Where NEP 2020 and Finnish pedagogy now point the same way
NEP 2020 explicitly moves towards experiential, competency-based learning and away from rote memorisation, and its foundational stage (ages 3 to 8) calls directly for play-based and activity-based learning, a principle set out in Finnish phenomenon-based learning and in Finland's approach to play-based learning. On paper, the direction of travel is genuinely similar.
Where the two systems still differ in practice
The gap is mostly in implementation and scale rather than intent. Finland has no national standardised testing and no numerical grades in the first years of school, described in how Finland assesses without exams, while NCERT-aligned schools typically introduce formal exams earlier. Finnish class sizes, teacher training pathways and school day length also differ significantly, and Finland's small, relatively uniform population means its policies do not transfer to India's scale one-to-one.

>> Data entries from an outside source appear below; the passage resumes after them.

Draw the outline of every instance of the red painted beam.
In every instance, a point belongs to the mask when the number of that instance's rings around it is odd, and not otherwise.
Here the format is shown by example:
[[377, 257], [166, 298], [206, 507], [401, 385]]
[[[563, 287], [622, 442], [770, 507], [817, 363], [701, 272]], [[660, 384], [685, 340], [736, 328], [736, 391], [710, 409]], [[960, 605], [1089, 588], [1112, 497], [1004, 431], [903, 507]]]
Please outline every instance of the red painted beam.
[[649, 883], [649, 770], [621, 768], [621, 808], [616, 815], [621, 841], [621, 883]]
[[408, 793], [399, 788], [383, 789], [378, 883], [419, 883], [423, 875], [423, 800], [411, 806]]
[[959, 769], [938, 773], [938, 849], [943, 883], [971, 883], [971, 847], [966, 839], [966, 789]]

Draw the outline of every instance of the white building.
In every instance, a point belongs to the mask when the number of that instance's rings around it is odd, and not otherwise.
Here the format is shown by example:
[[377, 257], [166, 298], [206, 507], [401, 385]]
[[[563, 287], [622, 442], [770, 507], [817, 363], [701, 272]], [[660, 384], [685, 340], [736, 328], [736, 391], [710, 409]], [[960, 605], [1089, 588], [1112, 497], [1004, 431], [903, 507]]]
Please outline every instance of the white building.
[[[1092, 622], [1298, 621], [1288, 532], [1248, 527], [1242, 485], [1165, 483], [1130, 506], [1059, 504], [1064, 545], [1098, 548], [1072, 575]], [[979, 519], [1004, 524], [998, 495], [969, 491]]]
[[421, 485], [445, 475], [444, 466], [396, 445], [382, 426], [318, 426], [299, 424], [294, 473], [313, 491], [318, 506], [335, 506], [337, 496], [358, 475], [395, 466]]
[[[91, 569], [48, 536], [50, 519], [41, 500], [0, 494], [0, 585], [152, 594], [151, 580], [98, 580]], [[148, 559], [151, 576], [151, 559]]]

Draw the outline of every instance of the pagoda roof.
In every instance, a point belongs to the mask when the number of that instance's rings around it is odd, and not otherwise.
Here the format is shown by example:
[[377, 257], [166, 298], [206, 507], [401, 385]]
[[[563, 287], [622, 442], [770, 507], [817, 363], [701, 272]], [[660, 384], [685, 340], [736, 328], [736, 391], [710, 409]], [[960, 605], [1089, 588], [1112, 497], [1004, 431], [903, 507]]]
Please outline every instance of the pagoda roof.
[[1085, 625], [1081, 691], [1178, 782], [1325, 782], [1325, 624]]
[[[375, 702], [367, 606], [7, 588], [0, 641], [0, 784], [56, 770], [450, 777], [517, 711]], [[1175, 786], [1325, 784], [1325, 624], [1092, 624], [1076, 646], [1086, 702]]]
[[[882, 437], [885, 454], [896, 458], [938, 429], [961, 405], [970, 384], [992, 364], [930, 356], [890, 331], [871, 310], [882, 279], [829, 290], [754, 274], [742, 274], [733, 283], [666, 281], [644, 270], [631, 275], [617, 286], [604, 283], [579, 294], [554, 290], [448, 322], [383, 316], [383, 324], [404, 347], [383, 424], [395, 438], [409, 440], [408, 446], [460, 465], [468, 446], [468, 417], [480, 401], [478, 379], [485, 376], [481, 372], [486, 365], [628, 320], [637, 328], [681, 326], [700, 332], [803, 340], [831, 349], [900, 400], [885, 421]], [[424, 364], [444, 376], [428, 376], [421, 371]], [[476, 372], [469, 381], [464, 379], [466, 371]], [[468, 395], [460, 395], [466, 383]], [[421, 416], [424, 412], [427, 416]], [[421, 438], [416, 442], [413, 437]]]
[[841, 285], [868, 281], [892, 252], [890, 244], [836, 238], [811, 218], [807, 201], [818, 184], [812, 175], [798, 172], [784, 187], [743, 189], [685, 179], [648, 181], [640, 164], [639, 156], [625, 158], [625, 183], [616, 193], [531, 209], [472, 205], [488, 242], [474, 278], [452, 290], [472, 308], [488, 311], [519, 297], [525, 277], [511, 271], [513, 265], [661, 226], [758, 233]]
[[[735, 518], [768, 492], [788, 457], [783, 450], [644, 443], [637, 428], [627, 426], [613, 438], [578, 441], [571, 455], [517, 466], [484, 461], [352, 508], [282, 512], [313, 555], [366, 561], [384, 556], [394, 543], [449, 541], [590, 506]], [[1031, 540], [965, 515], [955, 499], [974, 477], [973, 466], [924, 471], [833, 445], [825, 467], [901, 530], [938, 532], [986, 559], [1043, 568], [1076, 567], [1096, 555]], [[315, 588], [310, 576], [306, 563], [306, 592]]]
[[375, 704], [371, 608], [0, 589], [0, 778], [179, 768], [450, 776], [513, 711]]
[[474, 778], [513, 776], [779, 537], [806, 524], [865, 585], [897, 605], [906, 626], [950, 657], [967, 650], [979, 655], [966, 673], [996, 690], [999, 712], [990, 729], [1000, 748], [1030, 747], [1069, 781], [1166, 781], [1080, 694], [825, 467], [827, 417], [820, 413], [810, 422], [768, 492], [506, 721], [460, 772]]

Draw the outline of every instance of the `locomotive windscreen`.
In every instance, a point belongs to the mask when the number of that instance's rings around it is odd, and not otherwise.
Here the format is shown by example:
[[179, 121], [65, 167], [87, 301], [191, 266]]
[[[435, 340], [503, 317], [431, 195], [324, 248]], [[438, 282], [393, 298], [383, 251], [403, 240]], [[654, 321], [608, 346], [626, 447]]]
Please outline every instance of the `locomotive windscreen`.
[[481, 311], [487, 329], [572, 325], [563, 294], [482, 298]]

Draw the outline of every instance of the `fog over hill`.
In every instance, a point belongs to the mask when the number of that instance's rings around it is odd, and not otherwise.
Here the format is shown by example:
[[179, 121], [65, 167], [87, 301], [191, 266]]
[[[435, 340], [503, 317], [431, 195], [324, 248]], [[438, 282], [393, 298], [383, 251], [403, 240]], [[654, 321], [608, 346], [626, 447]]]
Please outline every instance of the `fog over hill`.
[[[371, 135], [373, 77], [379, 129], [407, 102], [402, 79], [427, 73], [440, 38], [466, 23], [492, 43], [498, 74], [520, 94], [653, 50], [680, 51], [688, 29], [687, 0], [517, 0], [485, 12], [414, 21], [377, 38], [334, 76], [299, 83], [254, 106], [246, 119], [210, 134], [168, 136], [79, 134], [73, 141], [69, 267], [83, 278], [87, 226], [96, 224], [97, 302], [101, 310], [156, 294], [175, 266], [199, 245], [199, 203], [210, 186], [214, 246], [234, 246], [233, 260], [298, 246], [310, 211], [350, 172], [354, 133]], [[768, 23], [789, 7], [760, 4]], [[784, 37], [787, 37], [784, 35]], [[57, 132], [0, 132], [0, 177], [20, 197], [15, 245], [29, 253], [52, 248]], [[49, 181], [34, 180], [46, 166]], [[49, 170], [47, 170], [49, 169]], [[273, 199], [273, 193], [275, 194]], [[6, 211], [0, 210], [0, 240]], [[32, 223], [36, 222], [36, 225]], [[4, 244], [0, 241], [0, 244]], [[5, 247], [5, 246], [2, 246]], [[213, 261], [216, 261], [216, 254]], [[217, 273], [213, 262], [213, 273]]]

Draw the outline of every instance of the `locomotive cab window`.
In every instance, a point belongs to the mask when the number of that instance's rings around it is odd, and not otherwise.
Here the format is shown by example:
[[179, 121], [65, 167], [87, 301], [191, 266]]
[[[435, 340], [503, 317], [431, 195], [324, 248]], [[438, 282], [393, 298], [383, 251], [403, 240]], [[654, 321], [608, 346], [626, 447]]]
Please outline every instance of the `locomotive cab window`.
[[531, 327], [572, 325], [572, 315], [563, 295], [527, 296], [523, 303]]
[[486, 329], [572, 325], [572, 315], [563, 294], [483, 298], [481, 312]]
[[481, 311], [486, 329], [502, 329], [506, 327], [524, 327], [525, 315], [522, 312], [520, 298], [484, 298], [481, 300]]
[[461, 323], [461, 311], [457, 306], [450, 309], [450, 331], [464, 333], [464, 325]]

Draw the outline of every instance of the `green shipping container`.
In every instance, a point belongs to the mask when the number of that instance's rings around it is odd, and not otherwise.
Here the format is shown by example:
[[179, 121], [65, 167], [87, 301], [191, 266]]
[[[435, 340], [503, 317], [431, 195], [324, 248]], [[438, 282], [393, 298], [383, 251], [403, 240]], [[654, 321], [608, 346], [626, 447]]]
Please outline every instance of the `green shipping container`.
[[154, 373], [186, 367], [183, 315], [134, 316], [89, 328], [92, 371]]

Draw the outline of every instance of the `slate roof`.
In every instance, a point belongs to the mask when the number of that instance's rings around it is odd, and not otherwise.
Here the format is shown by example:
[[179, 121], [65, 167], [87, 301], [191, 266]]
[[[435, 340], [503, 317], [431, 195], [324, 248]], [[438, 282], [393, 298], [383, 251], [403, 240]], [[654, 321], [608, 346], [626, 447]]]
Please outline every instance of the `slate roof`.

What this means for an NCERT-aligned school
A school following NCERT textbooks and the NCF does not need to abandon that framework to bring in Finnish methods; the two questions, which curriculum content to teach, and how to teach it, are largely separate. Layering Finnish teaching methods, phenomenon-based projects, formative feedback, extended outdoor time, onto an existing NCERT-aligned syllabus is the same approach covered in Finnish pedagogy for CBSE and ICSE schools.
Frequently asked questions
Is NCERT the same as CBSE?
No. NCERT develops the national curriculum framework and textbooks; CBSE is a board that prescribes exams and affiliates schools, and many CBSE schools use NCERT textbooks.
Does NEP 2020 already borrow from Finland?
Not directly, but its foundational stage and emphasis on competency over rote learning point in a similar direction to long-standing Finnish practice.
Can a school follow NCERT textbooks and Finnish teaching methods together?
Yes. Most schools that adopt Finnish pedagogy keep their existing curriculum framework and change how it is taught, not what is taught.
What is the biggest practical difference between the two systems?
Assessment timing and stakes: Finland delays formal exams and numerical grades far longer than most NCERT-aligned schools currently do.